PyTorch Software Options on Olivia

Olivia supports three distinct ways to run PyTorch workloads:

Module path through the NRIS GPU module stack.
Direct container path using Apptainer explicitly.
EESSI path using the EESSI software stack.

The PyTorch overview page (PyTorch on Olivia) links to the scaling guides and supporting reference pages. This page focuses only on the software choices available to you.

For validated examples of all three approaches, see Single-GPU Implementation for PyTorch on Olivia for single-GPU, Multi-GPU Implementation for PyTorch on Olivia for multi-GPU on one node, and Multi-Node Implementation for PyTorch on Olivia for multi-node runs.

Software Paths

The module path is the main user-facing solution on Olivia. It looks like a normal module workflow, but the runtime is container-backed underneath.

During the current rollout, examples may still include:

ml use /cluster/work/support/temporary_modules

This line adds a temporary module root. It will disappear once the PyTorch module is fully published.

Typical loading currently looks like this:

ml reset
ml load NRIS/GPU
ml load NCCL/2.26.6-GCCcore-14.2.0-CUDA-12.8.0
ml use /cluster/work/support/temporary_modules
ml load PyTorch/2.8.0

In this stack:

ml reset starts from a clean module environment.
NRIS/GPU selects the ARM software stack used on Olivia GPU compute nodes.
NCCL/2.26.6-GCCcore-14.2.0-CUDA-12.8.0 loads the GPU communication stack needed for multi-GPU and multi-node PyTorch jobs. On Olivia this also means the supporting communication layer used with NCCL, including components such as libfabric and AWS OFI NCCL.
ml use /cluster/work/support/temporary_modules adds the temporary module root used during the current rollout.
PyTorch/2.8.0 loads the user-facing PyTorch module.

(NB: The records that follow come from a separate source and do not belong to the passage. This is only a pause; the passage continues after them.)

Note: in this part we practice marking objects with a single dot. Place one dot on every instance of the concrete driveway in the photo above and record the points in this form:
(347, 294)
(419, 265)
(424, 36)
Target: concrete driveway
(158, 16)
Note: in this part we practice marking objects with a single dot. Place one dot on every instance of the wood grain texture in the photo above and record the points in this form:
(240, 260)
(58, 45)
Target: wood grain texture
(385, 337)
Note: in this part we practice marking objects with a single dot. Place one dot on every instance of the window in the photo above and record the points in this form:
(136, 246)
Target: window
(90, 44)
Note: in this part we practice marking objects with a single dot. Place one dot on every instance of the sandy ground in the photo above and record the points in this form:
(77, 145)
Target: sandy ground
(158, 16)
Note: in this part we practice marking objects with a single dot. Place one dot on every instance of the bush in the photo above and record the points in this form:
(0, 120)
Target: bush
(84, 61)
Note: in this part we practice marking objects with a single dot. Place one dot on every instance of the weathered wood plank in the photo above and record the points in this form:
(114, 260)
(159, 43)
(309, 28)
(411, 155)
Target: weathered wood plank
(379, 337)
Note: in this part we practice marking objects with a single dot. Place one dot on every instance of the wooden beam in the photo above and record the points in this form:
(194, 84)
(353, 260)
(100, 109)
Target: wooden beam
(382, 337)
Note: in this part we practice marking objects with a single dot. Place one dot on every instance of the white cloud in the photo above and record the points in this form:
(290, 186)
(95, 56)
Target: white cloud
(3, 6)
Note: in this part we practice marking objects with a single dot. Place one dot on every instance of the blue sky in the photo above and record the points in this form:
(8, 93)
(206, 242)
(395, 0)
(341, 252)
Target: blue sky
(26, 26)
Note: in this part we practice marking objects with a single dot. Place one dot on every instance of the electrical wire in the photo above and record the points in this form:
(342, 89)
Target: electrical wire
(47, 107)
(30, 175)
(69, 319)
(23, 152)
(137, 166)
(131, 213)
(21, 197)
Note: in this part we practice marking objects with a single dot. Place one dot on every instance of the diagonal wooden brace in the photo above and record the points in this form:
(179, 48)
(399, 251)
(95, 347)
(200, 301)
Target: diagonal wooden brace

Under the hood, this module is a wrapper around the container-backed PyTorch runtime.

If you want to see the container-based launch model directly, the PyTorch guide pages also show the equivalent direct-container examples for single-GPU, multi-GPU, and multi-node runs.

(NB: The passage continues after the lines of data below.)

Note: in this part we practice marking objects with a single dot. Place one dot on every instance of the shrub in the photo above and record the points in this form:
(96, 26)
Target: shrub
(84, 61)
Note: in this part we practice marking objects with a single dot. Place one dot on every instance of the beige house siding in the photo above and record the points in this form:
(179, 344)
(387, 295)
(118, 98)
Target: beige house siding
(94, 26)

This is the recommended default when the published module already covers your workflow.

The direct container path uses Apptainer explicitly. Choose this path when you want direct control over the container image, bind mounts, overlays, and launch details.

This is the lower-level version of the module path. The module solution already wraps a container-backed runtime for you, while the direct container path lets you work with that style of launch directly.

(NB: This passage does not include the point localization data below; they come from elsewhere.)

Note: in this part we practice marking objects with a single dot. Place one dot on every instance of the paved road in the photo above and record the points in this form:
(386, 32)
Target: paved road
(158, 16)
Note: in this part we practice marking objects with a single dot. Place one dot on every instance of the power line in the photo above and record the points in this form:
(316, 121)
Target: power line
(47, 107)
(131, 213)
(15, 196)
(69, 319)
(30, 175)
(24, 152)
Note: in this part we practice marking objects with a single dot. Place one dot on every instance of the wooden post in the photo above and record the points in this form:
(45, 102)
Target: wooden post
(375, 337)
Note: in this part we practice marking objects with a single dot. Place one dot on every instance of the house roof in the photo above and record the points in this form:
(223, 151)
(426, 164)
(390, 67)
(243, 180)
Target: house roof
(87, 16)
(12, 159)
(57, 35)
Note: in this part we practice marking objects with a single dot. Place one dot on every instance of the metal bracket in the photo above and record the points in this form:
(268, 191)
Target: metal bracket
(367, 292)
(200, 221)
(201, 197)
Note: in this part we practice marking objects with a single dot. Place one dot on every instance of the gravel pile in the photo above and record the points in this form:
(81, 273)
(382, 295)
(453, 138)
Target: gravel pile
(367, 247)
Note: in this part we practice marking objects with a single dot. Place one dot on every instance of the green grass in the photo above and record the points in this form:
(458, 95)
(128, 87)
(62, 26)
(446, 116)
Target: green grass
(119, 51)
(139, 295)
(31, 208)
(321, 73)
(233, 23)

The validated container used in the guide examples is:

CONTAINER_PATH="/cluster/work/support/container/pytorch_nvidia_25.06_arm64.sif"

For actual job examples, including the validated single-GPU, multi-GPU, and multi-node launch patterns, see the direct-container tabs in Single-GPU Implementation for PyTorch on Olivia, Multi-GPU Implementation for PyTorch on Olivia, and Multi-Node Implementation for PyTorch on Olivia.

In particular, the multi-node guide shows the communication setup needed for inter-node PyTorch runs on Olivia.

The EESSI (European Environment for Scientific Software Installations) software stack provides a simple module-based way to use PyTorch when the packages you need are already available in EESSI.

Typical loading looks like this:

module load EESSI/2025.06
module load PyTorch/2.7.1-foss-2024a-CUDA-12.6.0
module load torchvision/0.22.0-foss-2024a-CUDA-12.6.0

Use this path when the required packages are already present in the EESSI stack.

Warning

Do not plan around pip install based extension on EESSI. If packages are missing, use the module path or the direct container path instead.

If you want to inspect what is available in EESSI, use:

module spider PyTorch
module spider torchvision

If you need to add Python packages to the module path or the direct container path, see Adding Python Packages to PyTorch Containers.

If you want recommendations for where to keep overlays, models, datasets, and Hugging Face caches on Olivia, see Models, Datasets, Caches, and Overlays on Olivia.